Enzyme Immobilization on to Magnetic Microparticles Functionalized with Polydopamine

Abstract

Enzymes are highly efficient biocatalysts. However, their industrial applications have been in many scenarios limited due to their narrow pH and temperature optima, poor recoverability, reusability, and stability. Immobilizing enzymes on appropriate carriers has been proven to be an effective approach addressing these issues. This thesis introduces an innovative approach utilizing polydopamine-functionalized microparticles as carriers for enzyme immobilization. The immobilization of three enzymes of vastly different molecular weights and structures, including alcalase and two lipases, was studied by experimental investigations and bioinformatic analysis. The microparticles were functionalized by coating with polydopamine (PDA), which were then grafted with either glutaraldehyde (GA) or polyethyleneimine (PEI) as the spacer for immobilization of enzymes. Various parameters, including functionalization conditions GA concentrations, enzyme properties and concentration, spacer structure and concentration, as well as immobilization conditions, were systematically investigated to assess their effects on the loading density, enzymatic activity, and specific enzymatic activity. The results revealed significant improvements in temperature and pH stability, broadening of pH and temperature optima, and improved recoverability and reusability with the immobilized alcalase maintaining 72.3% of its relative activity after 10 consecutive uses. The immobilization of the two lipases were studied using either GA or PEI as the spacer.
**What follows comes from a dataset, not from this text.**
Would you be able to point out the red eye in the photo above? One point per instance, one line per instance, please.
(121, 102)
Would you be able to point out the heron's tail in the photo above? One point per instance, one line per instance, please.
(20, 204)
Among various PEI molecular weights tested (600 Da, 1800 Da, and 10000 Da), PEI with a molecular weight of 600 Da provided the most effective immobilization of enzymatic proteins, while PEI with 1800 Da maintained the highest specific enzyme activities and resulted in the highest enzymatic activity per unit mass of immobilized enzymes. Optimal immobilization conditions were identified as a lipase concentration of 4.25 mg/ml, pH 6, immobilization time of 5 hours, and temperature of 10°C. The immobilized lipase demonstrated a broader optimal pH range and improved thermal stability, retaining 50% of its activity after 10 cycles of enzymatic reactions, indicating excellent reusability and stability.